Inside the expert network training every frontier AI model

Key Concepts

Data Labeling: The process of identifying and labeling raw data (text, images, audio, etc.) to train AI models.
Pre-training: The initial phase of training an AI model on a massive dataset of general knowledge.
Post-training: The phase of refining an AI model's capabilities in specific domains using high-quality, targeted data.
Reinforcement Learning with Human Feedback (RLHF): A post-training technique where human preferences are used to guide the model's learning process.
Fine-tuning: A post-training technique where a pre-trained model is further trained on a smaller, domain-specific dataset.
Trajectories: A comprehensive record of a user's interaction with a system, including screen recordings, mouse movements, and voiceovers.
Rubrics: A set of criteria used to evaluate the quality of a model's output, often used in auto-evaluation systems.
ASI (Artificial Superintelligence): A hypothetical level of AI that surpasses human intelligence in all aspects.
Moat: A competitive advantage that protects a company from competitors.
CAC (Customer Acquisition Cost): The cost of acquiring a new customer.
LTV (Lifetime Value): The total revenue a customer is expected to generate over their relationship with a company.

What is Data Labeling and Why is it Valuable?

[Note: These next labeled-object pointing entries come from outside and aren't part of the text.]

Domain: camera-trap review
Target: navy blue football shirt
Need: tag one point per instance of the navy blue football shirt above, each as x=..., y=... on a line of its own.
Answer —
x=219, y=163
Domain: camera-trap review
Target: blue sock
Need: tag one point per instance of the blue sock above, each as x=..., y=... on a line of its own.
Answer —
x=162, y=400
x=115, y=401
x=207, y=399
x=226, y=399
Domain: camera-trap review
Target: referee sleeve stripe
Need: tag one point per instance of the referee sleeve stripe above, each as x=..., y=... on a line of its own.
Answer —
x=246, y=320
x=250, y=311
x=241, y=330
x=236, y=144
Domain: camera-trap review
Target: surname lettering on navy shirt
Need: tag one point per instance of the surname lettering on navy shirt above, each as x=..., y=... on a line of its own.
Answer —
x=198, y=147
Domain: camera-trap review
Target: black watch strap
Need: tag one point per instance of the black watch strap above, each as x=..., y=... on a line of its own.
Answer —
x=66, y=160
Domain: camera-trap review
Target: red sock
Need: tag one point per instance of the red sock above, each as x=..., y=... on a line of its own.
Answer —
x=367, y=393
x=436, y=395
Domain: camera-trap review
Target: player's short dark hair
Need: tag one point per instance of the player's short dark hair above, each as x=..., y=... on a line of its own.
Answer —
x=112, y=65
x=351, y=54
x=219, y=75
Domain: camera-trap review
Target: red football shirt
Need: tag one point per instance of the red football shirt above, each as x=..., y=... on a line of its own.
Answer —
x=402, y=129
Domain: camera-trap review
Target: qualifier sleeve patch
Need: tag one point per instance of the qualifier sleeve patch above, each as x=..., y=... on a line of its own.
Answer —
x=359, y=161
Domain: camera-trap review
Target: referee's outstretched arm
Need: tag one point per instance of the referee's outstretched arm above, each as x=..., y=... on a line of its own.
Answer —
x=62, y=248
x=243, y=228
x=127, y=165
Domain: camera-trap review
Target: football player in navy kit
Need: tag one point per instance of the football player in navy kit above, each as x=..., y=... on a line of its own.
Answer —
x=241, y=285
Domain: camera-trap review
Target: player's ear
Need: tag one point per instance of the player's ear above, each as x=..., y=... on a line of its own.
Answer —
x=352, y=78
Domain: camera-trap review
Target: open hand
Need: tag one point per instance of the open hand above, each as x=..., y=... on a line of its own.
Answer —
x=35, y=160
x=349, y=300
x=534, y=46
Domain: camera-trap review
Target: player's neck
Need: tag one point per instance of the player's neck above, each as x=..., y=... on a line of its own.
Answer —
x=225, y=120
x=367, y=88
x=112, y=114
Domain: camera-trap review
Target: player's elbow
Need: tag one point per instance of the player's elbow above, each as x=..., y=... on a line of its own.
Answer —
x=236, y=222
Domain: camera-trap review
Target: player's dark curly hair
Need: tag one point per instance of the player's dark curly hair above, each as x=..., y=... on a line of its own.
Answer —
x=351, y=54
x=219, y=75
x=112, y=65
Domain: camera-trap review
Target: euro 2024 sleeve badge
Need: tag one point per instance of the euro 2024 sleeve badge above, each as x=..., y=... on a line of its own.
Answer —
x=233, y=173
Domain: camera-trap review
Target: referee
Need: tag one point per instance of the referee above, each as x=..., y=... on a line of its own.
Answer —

Training Models: Training a model involves pre-training and post-training.
Pre-training: Involves feeding the model a vast amount of information, like the entire internet, to learn knowledge, facts, and reasoning.
Post-training: Focuses on improving the model's capabilities in specific areas like coding, math, law, and finance by collecting high-quality data.
Asymptotic Gains: About 18-24 months ago, gains from pre-training started to diminish as models had absorbed most of the internet's knowledge.
Shift to Post-training: Labs shifted focus to post-training, augmenting and improving data across various disciplines.
Scientific Process: Research teams run experiments to test hypotheses on how to improve the model, collecting small data pieces to validate their ideas.
Data Types: Post-training data can include reinforcement learning environments, trajectories, audio, multimodal data, text-based prompt-response pairs, and preference ranking data (RLHF).
Demand: There's high demand to stay at the frontier of model development, driving the need for high-quality post-training data.

Types of Post-Training

Reinforcement Learning (RLHF): Preference ranking, where models learn from human feedback on which responses are preferred.
Fine-tuning: Training models on specific datasets to improve performance in particular tasks.
Trajectories: Collecting data on how users interact with tools and solve problems, including screen recordings, mouse movements, and voiceovers.
Expertise: The models have gotten so good that the generalists are no longer needed. What they really need is experts.

Handshake's Unique Proposition

Engaged Audience: Handshake has a large, engaged audience of 18 million professionals, including 500,000 PhDs and 3 million master's students.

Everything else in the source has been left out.